By representing a shared community in both diplomacy and development, the BRI has emerged as a mega gathering of 150 countries by now, following five new partner additions this year. Add to it over 30 pre-engaged international organizations, and there is a much larger stake for all stakeholders to cater to each other's comparative strengths amid a world in flux. That includes efforts to diversify investments under the BRI to narrow the global development financing gap. It also includes effort to take on wide-ranging issues, from hard infrastructure and energy to low-carbon development.
Trade-oriented growth, as facilitated by the BRI this year, can lend impetus to scores of emerging economies that are keen to navigate growth headwinds long-term. In Southeast Asia alone, the BRI's strong focus on connecting markets has produced a natural incentive for opening up economies in the region. Consistent and flexible BRI infrastructure financing adds optimism and strengthens the case for partner nations to explore diverse trade relations.
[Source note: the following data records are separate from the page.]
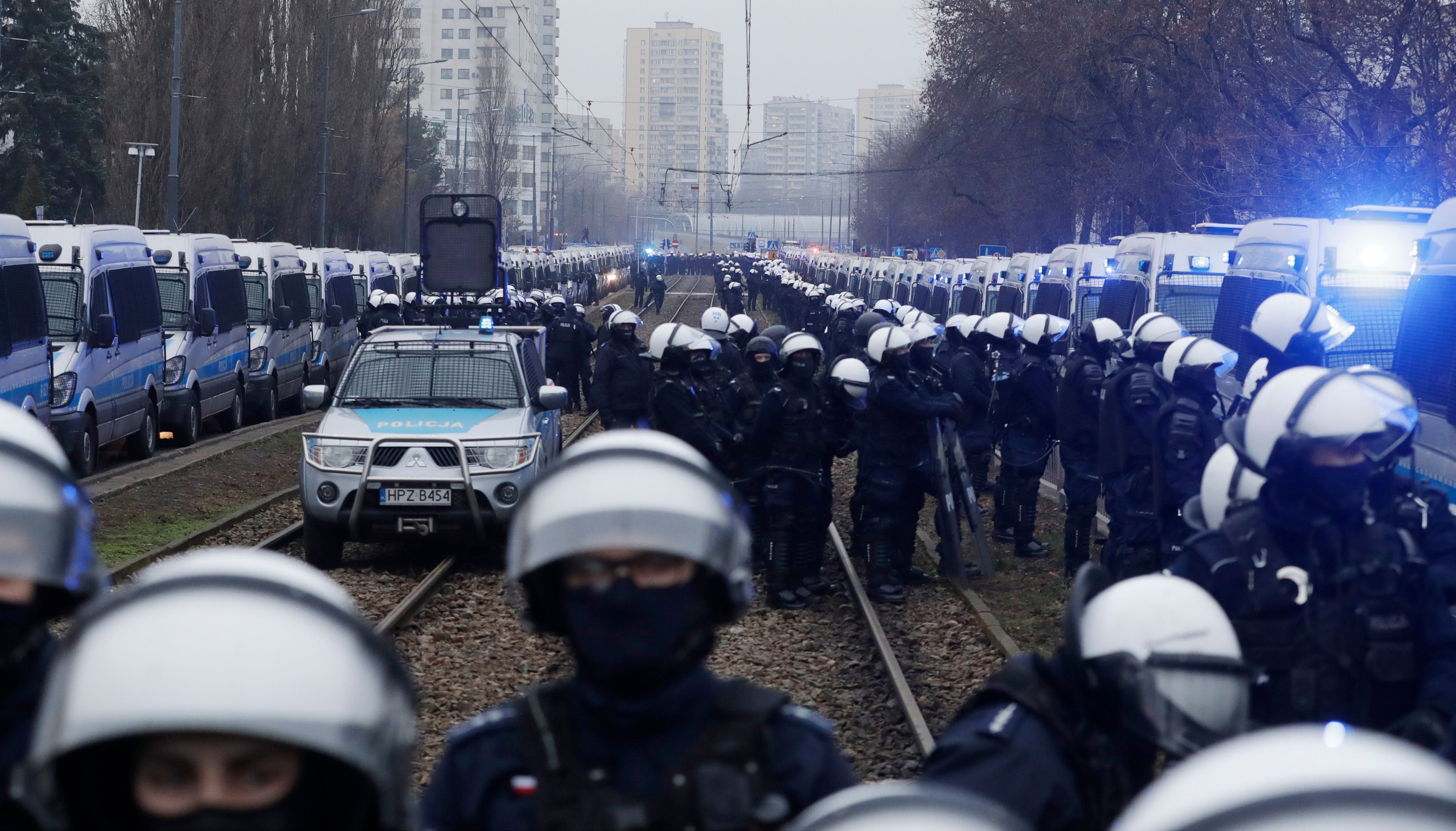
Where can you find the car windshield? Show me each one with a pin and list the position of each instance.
(420, 375)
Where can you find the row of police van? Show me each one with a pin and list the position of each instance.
(110, 334)
(1388, 270)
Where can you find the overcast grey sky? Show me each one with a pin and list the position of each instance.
(813, 49)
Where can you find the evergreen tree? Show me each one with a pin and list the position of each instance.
(51, 70)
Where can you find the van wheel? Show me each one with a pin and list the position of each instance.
(84, 459)
(232, 418)
(322, 545)
(191, 427)
(143, 443)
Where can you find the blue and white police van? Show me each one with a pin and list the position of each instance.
(337, 305)
(204, 322)
(25, 357)
(104, 318)
(280, 313)
(431, 431)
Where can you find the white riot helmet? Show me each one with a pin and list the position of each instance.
(1196, 356)
(670, 337)
(1001, 325)
(1043, 329)
(909, 807)
(1226, 484)
(1311, 405)
(887, 340)
(1299, 327)
(970, 325)
(46, 517)
(235, 642)
(851, 378)
(1302, 776)
(1165, 649)
(630, 489)
(1151, 332)
(715, 322)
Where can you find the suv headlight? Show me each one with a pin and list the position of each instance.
(502, 455)
(174, 370)
(335, 453)
(63, 389)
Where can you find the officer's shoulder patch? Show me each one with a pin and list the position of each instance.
(807, 716)
(487, 722)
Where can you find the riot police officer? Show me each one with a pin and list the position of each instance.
(1079, 389)
(1336, 602)
(1030, 399)
(241, 690)
(634, 549)
(1149, 664)
(675, 405)
(622, 378)
(896, 469)
(1187, 431)
(47, 569)
(793, 436)
(1128, 421)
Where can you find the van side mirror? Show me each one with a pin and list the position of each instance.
(315, 395)
(105, 334)
(553, 398)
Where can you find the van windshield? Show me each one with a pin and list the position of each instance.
(420, 375)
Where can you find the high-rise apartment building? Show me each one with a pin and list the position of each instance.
(881, 108)
(673, 87)
(516, 43)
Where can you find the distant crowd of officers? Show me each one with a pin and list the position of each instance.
(1267, 640)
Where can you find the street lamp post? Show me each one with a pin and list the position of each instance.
(404, 200)
(321, 232)
(142, 150)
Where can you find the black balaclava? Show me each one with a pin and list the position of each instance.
(633, 641)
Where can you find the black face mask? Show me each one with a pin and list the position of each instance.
(633, 641)
(922, 357)
(803, 369)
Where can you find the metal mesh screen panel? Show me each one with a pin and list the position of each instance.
(1374, 305)
(435, 373)
(1238, 298)
(1123, 300)
(24, 303)
(172, 290)
(1426, 347)
(1090, 296)
(1192, 299)
(1052, 299)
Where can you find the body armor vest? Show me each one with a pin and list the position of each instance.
(1107, 784)
(1333, 642)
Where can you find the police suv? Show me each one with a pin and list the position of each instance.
(431, 431)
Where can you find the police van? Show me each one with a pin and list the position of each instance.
(204, 322)
(431, 431)
(335, 306)
(104, 318)
(280, 316)
(25, 357)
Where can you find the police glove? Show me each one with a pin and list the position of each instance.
(1426, 727)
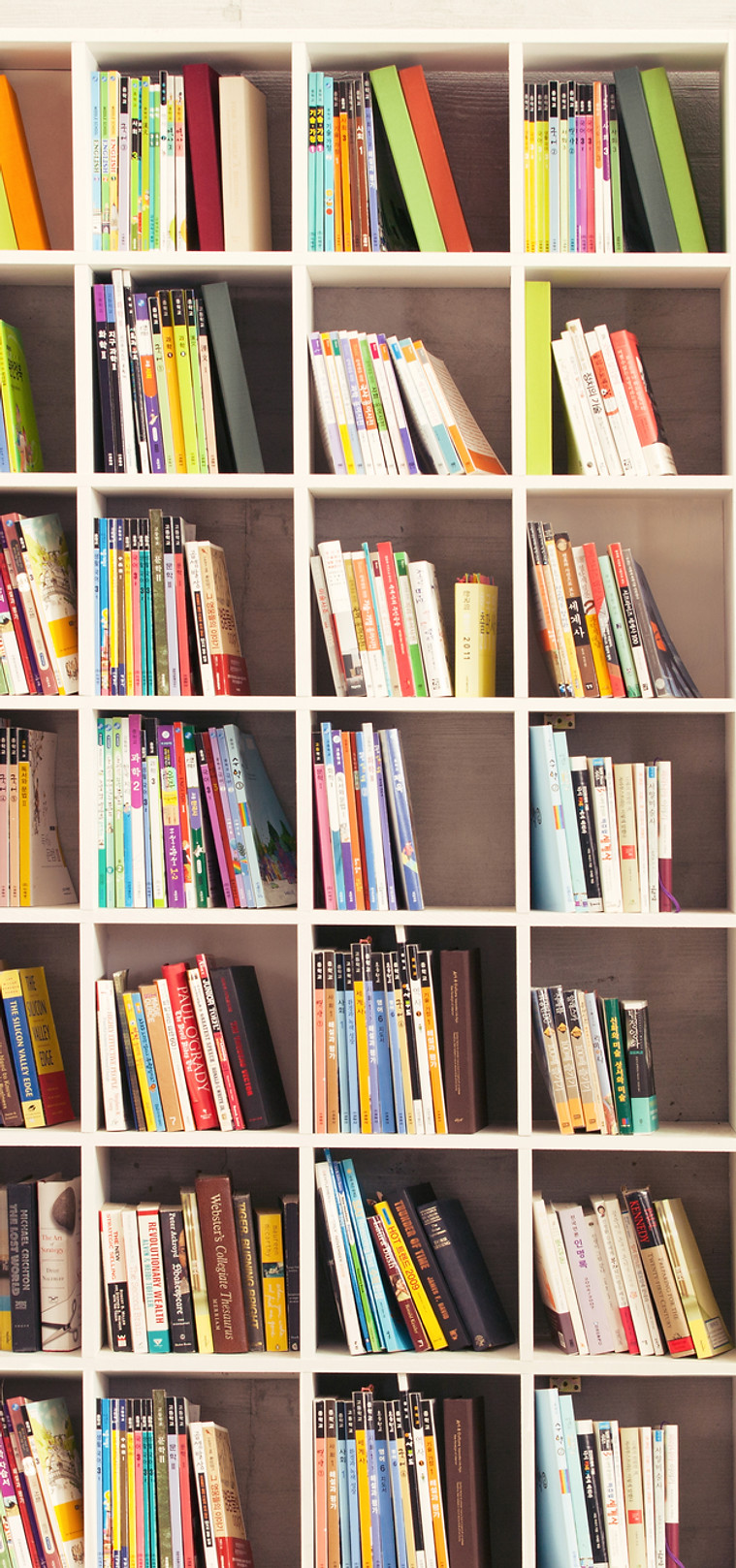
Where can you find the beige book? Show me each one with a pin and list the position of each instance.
(243, 141)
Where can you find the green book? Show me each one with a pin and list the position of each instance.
(674, 160)
(7, 231)
(538, 377)
(388, 94)
(617, 1063)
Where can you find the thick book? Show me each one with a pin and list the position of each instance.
(466, 1273)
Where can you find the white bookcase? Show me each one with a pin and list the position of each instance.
(466, 761)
Such autonomy can elevate the BRI's promise as a melting pot for socioeconomic and welfare gains, especially by the end of this decade. After all, it's estimated that if all BRI projects were to get implemented, annual global welfare gains could climb to as high as $1.6 trillion annually by 2030. That could represent about 1.3 percent of the global GDP, with revenue generation catering largely to low-to-middle-income economies.
This is what concrete cooperation under the BRI looks like, and what the future of people-centric growth holds.